I'm reaching deep here because it was 6 years ago when I painted my 1980 C22. The temp was 55 to 60 degrees at the boat and the paint was 70 to 75 degrees at the start. The boat was in a garage. I used single part paint and used one of those double bi-zillion watt shop lights and the lights actually warmed the hull alot prior to the paint pass. The hull paint was a very dark blue and the deck was ivory/beige. We tried to recreate the paint and hull/deck color of our Island Packet 38 from a earlier life. We primed the hull with 2 coats primer and then lightly wet sanded (600 grit wet/dry) and applied the last primer coat. The last primer coat was 1/2 dark primer and 1/2 paint color. We rolled the primer coats vertically with a 6" foam brush and horizonally tipped the last coat with a 4" dry brush. We tipped after 3 vertical passes or about 15". NEVER, NEVER re-tip older vertical passes. This is a 1 shot item. We used 1 and 1/2 qt primer and 1qt paint. We had an extra qt of primer for the deck so we might have used some of that on the hull. Can't remember. Must be the paint fumes.

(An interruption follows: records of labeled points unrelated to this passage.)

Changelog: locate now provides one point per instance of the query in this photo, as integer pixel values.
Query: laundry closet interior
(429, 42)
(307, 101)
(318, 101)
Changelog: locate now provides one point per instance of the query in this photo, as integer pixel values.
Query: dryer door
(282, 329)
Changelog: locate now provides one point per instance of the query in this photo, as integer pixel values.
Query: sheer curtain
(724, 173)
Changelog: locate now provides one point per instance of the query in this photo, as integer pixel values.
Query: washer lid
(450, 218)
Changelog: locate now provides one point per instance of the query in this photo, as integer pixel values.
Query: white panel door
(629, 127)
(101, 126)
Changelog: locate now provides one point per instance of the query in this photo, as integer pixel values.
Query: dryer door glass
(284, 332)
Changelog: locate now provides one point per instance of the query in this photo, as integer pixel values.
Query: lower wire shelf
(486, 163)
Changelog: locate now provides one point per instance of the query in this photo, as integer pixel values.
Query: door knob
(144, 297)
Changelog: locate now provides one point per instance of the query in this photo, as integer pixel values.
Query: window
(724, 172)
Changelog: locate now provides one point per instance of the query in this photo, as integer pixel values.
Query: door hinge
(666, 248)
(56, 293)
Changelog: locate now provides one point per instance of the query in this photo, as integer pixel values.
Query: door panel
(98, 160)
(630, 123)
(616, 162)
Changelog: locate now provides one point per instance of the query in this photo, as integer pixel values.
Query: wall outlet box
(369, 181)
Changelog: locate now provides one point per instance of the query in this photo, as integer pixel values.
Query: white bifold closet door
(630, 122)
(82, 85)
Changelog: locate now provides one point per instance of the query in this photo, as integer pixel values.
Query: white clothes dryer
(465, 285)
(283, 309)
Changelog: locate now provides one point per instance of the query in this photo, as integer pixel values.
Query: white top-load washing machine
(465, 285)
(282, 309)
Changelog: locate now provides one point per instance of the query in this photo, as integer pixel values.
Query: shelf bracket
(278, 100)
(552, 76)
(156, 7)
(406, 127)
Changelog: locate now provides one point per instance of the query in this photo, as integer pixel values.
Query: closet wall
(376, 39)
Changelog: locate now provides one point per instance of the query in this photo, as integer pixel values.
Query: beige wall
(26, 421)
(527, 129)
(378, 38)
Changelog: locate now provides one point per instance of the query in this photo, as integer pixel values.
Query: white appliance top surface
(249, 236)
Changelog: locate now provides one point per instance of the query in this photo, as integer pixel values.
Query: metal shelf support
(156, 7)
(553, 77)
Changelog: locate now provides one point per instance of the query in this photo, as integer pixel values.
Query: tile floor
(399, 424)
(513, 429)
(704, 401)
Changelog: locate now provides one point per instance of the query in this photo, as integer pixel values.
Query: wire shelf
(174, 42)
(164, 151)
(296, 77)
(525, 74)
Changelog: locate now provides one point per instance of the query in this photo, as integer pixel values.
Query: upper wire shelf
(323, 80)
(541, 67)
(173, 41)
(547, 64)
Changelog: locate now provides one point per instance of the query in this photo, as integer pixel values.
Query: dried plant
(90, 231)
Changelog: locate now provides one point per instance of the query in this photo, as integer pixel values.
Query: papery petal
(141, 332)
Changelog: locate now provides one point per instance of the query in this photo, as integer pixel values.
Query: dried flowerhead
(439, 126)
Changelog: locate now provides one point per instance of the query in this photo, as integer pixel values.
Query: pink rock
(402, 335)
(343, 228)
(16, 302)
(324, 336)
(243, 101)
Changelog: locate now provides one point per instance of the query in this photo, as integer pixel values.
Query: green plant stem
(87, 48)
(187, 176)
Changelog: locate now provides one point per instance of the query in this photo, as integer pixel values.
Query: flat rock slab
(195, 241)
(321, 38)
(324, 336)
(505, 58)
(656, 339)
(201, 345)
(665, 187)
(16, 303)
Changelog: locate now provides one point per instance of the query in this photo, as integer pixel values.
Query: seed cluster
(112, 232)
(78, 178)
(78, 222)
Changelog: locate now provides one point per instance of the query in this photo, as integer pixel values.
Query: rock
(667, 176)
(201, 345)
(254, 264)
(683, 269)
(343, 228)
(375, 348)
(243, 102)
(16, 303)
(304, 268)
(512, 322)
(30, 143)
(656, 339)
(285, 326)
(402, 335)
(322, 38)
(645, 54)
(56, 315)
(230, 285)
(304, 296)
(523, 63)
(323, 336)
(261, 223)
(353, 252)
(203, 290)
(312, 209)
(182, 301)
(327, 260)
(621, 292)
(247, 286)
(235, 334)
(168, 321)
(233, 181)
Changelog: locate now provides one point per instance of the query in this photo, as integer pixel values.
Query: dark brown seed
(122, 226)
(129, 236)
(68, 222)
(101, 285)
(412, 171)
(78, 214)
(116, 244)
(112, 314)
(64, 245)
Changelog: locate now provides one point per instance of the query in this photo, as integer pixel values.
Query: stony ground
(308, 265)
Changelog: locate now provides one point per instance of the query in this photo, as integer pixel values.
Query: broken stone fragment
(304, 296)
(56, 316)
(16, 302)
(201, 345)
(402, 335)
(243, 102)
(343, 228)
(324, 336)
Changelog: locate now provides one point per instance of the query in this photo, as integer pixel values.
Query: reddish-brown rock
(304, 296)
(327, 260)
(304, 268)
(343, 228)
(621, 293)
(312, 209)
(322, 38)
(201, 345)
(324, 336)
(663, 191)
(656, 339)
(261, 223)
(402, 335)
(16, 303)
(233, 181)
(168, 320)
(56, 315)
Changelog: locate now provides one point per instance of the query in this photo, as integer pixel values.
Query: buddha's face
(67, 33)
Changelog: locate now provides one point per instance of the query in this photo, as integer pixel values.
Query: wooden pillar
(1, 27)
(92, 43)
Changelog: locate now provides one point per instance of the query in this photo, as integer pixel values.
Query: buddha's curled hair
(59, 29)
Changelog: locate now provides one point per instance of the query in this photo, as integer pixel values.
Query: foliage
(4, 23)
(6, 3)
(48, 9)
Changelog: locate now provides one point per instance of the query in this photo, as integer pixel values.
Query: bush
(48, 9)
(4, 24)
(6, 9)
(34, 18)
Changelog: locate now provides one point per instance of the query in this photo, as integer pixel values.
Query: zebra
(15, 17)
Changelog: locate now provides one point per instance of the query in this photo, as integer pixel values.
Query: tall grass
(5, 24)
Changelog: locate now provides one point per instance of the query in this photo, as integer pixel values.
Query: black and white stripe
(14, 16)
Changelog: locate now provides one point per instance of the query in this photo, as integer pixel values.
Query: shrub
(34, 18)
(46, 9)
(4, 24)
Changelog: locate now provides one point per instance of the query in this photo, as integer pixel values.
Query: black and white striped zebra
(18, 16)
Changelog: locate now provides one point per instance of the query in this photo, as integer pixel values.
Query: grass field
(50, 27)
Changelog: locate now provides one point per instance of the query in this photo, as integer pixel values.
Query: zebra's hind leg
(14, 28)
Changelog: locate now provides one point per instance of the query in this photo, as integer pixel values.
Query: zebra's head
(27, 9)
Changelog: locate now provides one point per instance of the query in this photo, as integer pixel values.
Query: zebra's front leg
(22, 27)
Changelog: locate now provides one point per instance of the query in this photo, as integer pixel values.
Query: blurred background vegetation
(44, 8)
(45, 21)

We had 3qt. of dark blue for the hull and used it all. We used a 6" foam roller and tipped all color coats with a 4" high quality paint brush dry. Don't ever use the tipping brush for painting and clean it offen with a rag soaked with your paint thinner or solvent used to clean your equipment and keep it as dry as possible. The cleaning stuff that the paint manufacture tells you to use with the paint. We never dipped the tipping brush in the solvent we just used the dampened rag and then a dry rag. We lightly sanded the hull paint after the second coat with 600 w/d and applied the last color coat. The outcome was STUNNING! Since we sail fresh water and trailer launch each time we don't use bottom paint. We painted the bottom the same color.

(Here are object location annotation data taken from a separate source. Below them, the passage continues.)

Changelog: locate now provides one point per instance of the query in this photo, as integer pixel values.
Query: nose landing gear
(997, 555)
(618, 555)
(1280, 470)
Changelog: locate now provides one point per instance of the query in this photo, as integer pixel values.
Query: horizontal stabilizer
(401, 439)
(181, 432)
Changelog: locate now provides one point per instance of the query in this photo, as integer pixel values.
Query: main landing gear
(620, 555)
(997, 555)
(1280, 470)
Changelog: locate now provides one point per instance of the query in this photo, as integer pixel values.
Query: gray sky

The deck/cockpit was 2 coats primer and only tipped in the larger areas. Also only the larger areas were sanded lightly after the second coat. Then we color painted in the same manor as we primed. We used 3 coats in higher use areas. and 2 in the others.

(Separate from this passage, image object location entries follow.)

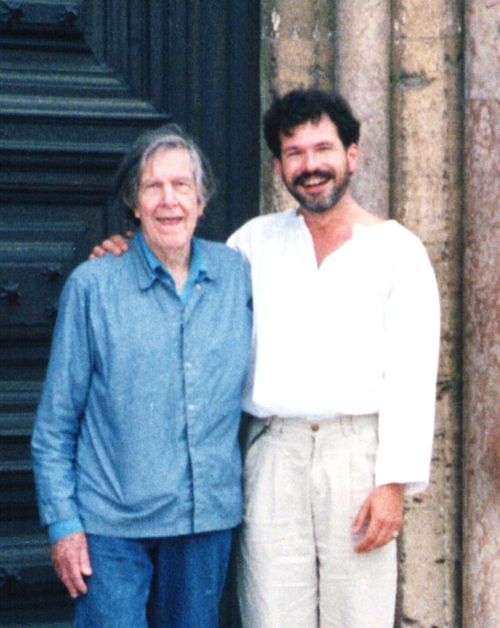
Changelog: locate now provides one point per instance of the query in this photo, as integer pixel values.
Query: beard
(319, 202)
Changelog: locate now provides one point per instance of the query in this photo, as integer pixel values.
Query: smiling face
(314, 164)
(168, 204)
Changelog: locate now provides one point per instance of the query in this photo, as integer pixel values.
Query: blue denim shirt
(136, 430)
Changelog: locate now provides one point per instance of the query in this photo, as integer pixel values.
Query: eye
(151, 186)
(183, 186)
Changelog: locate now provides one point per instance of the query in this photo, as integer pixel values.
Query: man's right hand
(116, 245)
(71, 561)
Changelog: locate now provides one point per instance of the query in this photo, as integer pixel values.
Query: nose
(310, 161)
(168, 197)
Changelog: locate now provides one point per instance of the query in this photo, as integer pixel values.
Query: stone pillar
(481, 318)
(426, 197)
(362, 70)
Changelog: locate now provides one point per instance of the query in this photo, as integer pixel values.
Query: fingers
(362, 517)
(377, 534)
(382, 513)
(71, 562)
(116, 245)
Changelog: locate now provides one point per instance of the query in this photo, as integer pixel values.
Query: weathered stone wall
(426, 197)
(481, 317)
(400, 67)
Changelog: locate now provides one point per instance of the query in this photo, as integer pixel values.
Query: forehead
(312, 131)
(169, 162)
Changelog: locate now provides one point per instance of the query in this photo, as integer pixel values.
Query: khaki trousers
(304, 484)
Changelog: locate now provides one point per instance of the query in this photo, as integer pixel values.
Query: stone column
(426, 197)
(362, 70)
(481, 317)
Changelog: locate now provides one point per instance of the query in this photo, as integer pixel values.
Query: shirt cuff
(60, 529)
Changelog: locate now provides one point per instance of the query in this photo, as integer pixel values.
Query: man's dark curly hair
(308, 105)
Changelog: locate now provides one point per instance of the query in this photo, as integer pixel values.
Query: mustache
(307, 174)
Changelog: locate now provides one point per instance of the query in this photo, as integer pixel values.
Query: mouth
(169, 221)
(313, 181)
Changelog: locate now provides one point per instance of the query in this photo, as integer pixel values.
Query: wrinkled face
(314, 164)
(168, 204)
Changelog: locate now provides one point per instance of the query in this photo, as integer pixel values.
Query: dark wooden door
(78, 81)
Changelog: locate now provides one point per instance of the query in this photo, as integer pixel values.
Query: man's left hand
(381, 514)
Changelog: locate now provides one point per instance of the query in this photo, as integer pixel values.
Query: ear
(201, 209)
(278, 168)
(353, 154)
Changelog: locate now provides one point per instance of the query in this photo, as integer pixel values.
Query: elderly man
(342, 387)
(135, 443)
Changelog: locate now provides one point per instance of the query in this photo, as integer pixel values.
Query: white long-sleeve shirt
(358, 335)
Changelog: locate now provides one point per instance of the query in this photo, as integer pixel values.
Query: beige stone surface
(482, 72)
(482, 363)
(362, 44)
(425, 172)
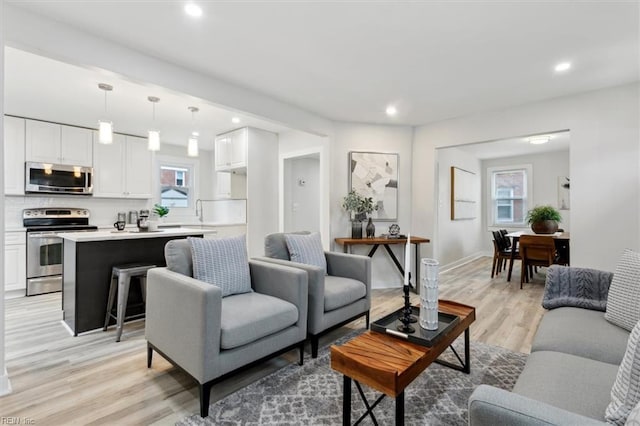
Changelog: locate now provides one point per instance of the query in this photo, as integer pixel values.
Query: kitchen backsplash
(104, 211)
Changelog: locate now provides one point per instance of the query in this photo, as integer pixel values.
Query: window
(509, 187)
(175, 186)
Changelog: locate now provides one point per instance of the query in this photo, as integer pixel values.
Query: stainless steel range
(44, 245)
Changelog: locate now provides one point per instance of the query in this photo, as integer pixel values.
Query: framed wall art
(463, 198)
(375, 175)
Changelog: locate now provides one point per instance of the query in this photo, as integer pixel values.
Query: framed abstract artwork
(375, 175)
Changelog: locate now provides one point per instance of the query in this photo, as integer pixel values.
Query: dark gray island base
(87, 263)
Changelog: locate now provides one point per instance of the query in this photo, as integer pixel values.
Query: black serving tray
(389, 325)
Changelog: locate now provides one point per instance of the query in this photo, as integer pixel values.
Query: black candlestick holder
(405, 316)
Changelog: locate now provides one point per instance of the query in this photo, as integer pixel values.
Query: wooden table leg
(400, 409)
(346, 401)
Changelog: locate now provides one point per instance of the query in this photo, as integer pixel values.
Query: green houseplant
(544, 219)
(358, 208)
(161, 211)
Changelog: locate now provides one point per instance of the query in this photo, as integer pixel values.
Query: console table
(347, 243)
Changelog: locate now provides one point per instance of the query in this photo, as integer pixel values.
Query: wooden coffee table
(389, 364)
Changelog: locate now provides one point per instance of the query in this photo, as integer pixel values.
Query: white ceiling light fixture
(539, 140)
(192, 142)
(391, 111)
(193, 10)
(105, 127)
(154, 135)
(562, 67)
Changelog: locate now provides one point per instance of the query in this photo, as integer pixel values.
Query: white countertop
(130, 234)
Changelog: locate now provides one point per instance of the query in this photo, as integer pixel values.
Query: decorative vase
(429, 294)
(356, 229)
(545, 227)
(371, 229)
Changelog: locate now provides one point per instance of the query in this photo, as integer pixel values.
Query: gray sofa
(209, 336)
(335, 299)
(574, 359)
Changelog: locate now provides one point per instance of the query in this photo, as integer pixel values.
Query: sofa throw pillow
(307, 249)
(634, 416)
(625, 393)
(623, 304)
(222, 262)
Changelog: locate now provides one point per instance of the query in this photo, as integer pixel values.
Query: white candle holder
(429, 294)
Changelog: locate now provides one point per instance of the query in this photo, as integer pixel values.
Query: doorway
(301, 193)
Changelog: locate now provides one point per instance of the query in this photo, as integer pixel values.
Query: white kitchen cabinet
(231, 150)
(15, 261)
(58, 144)
(138, 168)
(250, 157)
(122, 169)
(14, 129)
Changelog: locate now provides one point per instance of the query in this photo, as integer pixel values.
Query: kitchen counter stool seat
(121, 280)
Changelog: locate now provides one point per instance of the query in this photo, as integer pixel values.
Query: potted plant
(161, 211)
(358, 208)
(544, 219)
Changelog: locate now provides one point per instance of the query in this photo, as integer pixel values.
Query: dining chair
(501, 253)
(535, 250)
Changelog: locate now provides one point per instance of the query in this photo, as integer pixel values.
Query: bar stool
(121, 279)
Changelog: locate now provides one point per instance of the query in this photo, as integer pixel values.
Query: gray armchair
(190, 324)
(335, 299)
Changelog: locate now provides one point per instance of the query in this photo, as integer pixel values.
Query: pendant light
(154, 135)
(192, 143)
(105, 127)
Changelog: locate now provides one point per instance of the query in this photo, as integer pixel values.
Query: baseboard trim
(5, 384)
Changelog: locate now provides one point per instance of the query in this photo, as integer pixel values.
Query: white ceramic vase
(429, 294)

We preped the hull and deck by using marine/auto body filler in all scratched areas, divots and holes and then sanded with 120, 220 and 400 w/d untill they were fair. The hull will show any blems but the deck doesn't. It is worth all the effort prior to painting if you want a nice job.
It seams like a lot of work but isn't bad IF you have the boat at home. It's not a job to be done in a land far, far away.